A few weeks back FHQ pulled back the curtain on the baseline set of rules the Republican National Committee has to work from as the 2024 presidential nomination cycle continues to evolve. But with that hanging out there and a report on the 2020 Democratic presidential nomination process due by the end of the month, it is fair to ask from where future rules changes will emanate.
Among the most basic layers here is to consider the parties that typically tinker with their rules as a new nomination process approaches. Despite all the rumblings about Democratic rules changes that may stem from the national party's upcoming autopsy, it tends to be parties out of the White House that maneuver within their rules as a means of attempting to recapture the presidency. Now, it is debatable just how effective that is, but out-parties routinely make rules changes that it hopes will streamline the process and/or produce a nominee well-positioned to take on an incumbent in the opposition party. Although they were not rules changes, per se, the 2013 Growth and Opportunity Project report the Republican Party produced made broad recommendations about the direction of the party but also included a section on rules changes aimed at shrinking the window in which primaries and caucuses could occur on the calendar among other things. Many of those rules recommendations were instituted by the Republican National Committee while the party went the other way in the lead up to and after the 2016 election on a number of the other recommendations.
By that measure, then, 2024 starts somewhat off-kilter. Again, it is early, but the rumblings about delegate selection rules changes are on the in-party side of the equation. Discussions about replacing Iowa and/or New Hampshire at the front fo the 2024 presidential primary calendar or completely replacing caucuses with primaries abound among the broader Democratic Party coalition and within the commentariat.
But much of that difference -- the in-party versus out-party dynamic -- early in the 2024 may largely be a function of the priorities of both parties. The wishlist for changes to the Democratic presidential nomination system is mostly a continuation -- an extension -- of the work completed ahead of the 2020 process. Through that lens, adding diversity to the beginning of the calendar or expanding participation by valuing primaries over caucuses is just finishing the work started in 2017-2018.

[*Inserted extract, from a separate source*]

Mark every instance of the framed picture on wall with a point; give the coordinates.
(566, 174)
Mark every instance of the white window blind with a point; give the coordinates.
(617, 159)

Yet, that begs the question: what are the (out-party) Republicans up to?
Thus far, it has been all quiet on the western front from the Grand Old Party. However, it should be repeated that the priorities there are different than for Democrats. Replacing Iowa and New Hampshire does not appear to be as important nor does the caucus to primary shift (despite some chatter in 2018 about an incentive structure to facilitate such a change). But what are the 2024 priorities for Republicans? If consensus can be built among decision makers in the national party about what type of nominee the party wants, then there may be some more extensive tinkering than there was during Trump's 2020 nomination defense. That consensus may not come or may not be easy to come by as candidates and their proxies in power within the Republican National Committee jockey for position during the 2024 invisible primary.
And like the 2020 platform, the national rules on the Republican side may very well carry over as is (or with minor corrections to reflect the change in cycle) to the 2024 cycle. Of course, that does not mean that there will not be rules changes for 2024 for the Republican process. It just means that it may not be coming from the national party. Instead, it may be the states and state parties where those changes take shape under the guidance of the national party rules. Although it has waned during recent cycles, Republican state parties still have more latitude to craft their own delegate selection and allocation processes under national party rules than do their Democratic state party counterparts. There very simply are fewer mandates from the national level on Republican state parties.
Even in that scenario, however, state parties are still limited in what they can do. State governments in primary states are responsible for altering the date of the contest, but state parties do have some discretion on how to allocate delegates to candidates based on the results of primaries and caucuses. And that could be where there is some movement on the Republican rules in 2023. Yet, if there is enough of a groundswell from the state parties up to the Republican National Committee to expand or revert those allocation rules to pre-2012 levels, then there could be some push to end the use of the proportionality window at the beginning of the calendar, requiring states to allocate delegates in a proportional manner during the first half of March.
For now, however, all of this is speculative. The relative silence on the Republican side has made this all a mystery to this point in the cycle. The obvious "problem" areas once common across parties are not exactly problematic for Republicans. It could also be said that the perception of delegate selection rules problems is asymmetric across national parties. That may yet change as the cycle develops, but at this point bet on state-level changes over national-level rules changes until anything new bubbles up, something that also differs from how Democrats have handled things in their own rules change track up to now.